Executive summary

TrendAI™ has launched ÆSIR, an AI-empowered security research platform that combines advanced automation with human expertise to proactively identify and remediate zero-day vulnerabilities in foundational AI infrastructure. Since mid-2025, ÆSIR has uncovered 21 critical CVEs across industry-leading platforms including NVIDIA, Tencent, MLflow, and MCP tooling, which underscores ÆSIR’s ability to operate at the scale and speed required to protect the rapidly evolving AI ecosystem.

The platform leverages two core components: MIMIR for real-time threat intelligence and FENRIR for zero-day vulnerability discovery. Together, these enable TrendAI to scan massive codebases in hours, prioritize the highest-impact vulnerabilities, and ensure robust, continuous protection for customers. Powered by ÆSIR, TrendAI’s responsible disclosure process sees to it that all vulnerabilities are not only reported but also fully remediated, including patch bypass verification, to further strengthen customers' defenses.

ÆSIR closes the gap between the speed of AI development and the pace of security research: By combining machine-speed automation with our researchers’ expert oversight, it helps TrendAI experts deliver rapid, high-quality vulnerability discovery and lifecycle management for critical AI infrastructure.

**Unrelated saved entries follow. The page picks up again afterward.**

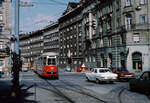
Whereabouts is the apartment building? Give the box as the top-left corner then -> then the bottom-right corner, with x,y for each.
43,22 -> 59,54
19,0 -> 150,73
59,2 -> 83,69
82,0 -> 150,72
0,0 -> 11,57
20,30 -> 43,65
0,0 -> 11,72
20,34 -> 30,63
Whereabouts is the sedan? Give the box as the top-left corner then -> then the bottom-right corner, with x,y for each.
129,71 -> 150,95
85,68 -> 118,84
114,68 -> 135,81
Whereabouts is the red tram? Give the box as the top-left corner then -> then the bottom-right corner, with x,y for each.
34,52 -> 59,79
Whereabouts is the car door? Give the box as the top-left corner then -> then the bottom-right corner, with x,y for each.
86,68 -> 94,81
137,72 -> 150,92
90,68 -> 96,81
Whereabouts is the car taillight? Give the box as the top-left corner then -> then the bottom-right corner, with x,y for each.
120,74 -> 124,76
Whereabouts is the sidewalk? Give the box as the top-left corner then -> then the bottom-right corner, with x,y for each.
0,76 -> 37,103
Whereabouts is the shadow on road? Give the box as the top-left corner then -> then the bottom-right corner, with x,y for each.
0,81 -> 37,103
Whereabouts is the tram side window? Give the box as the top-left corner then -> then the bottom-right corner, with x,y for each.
43,57 -> 46,65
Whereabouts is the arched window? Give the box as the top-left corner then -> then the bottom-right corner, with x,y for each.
132,52 -> 142,72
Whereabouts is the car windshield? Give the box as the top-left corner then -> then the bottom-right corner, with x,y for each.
99,69 -> 111,73
121,68 -> 128,72
117,68 -> 128,72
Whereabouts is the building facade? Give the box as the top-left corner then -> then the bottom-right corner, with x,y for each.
82,0 -> 150,73
0,0 -> 11,70
59,2 -> 83,69
20,30 -> 43,66
20,34 -> 30,63
19,0 -> 150,73
43,22 -> 59,54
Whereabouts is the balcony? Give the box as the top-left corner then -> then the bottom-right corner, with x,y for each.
123,6 -> 134,14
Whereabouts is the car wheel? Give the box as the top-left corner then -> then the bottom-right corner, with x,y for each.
86,76 -> 90,82
96,78 -> 100,84
130,84 -> 135,92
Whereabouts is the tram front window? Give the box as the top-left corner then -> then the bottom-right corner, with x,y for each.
48,58 -> 56,65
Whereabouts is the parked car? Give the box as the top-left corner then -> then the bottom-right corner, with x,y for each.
85,68 -> 118,83
114,68 -> 135,81
129,71 -> 150,95
64,66 -> 71,72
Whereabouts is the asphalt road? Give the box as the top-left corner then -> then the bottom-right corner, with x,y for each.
19,70 -> 150,103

Every step involves human direction of ÆSIR's AI resources: While AI agents accelerate codebase analysis, human experts direct research, validate ÆSIR findings, and manage disclosure of discovered vulnerabilities: Researchers investigate issues flagged by ÆSIR, assess their real-world impact, and drive responsible vendor coordination. This way, patch effectiveness is verified by both AI and human analysis to ensure full remediation and identify any bypasses.

TrendAI™ unveils ÆSIR

"AI factories will be the critical infrastructure of the 21st century." – Jensen Huang, CES 2025

To secure the future, TrendAI unveils ÆSIR (AI-Enhanced Security Intelligence & Research): It supercharges TrendAI analysts, researchers, and threat researchers with AI agents that operate at machine speed – scanning codebases in hours instead of weeks, correlating threat intelligence across thousands of sources, and surfacing the highest-priority targets for human and agentic investigation, all while creating protections for TrendAI customers.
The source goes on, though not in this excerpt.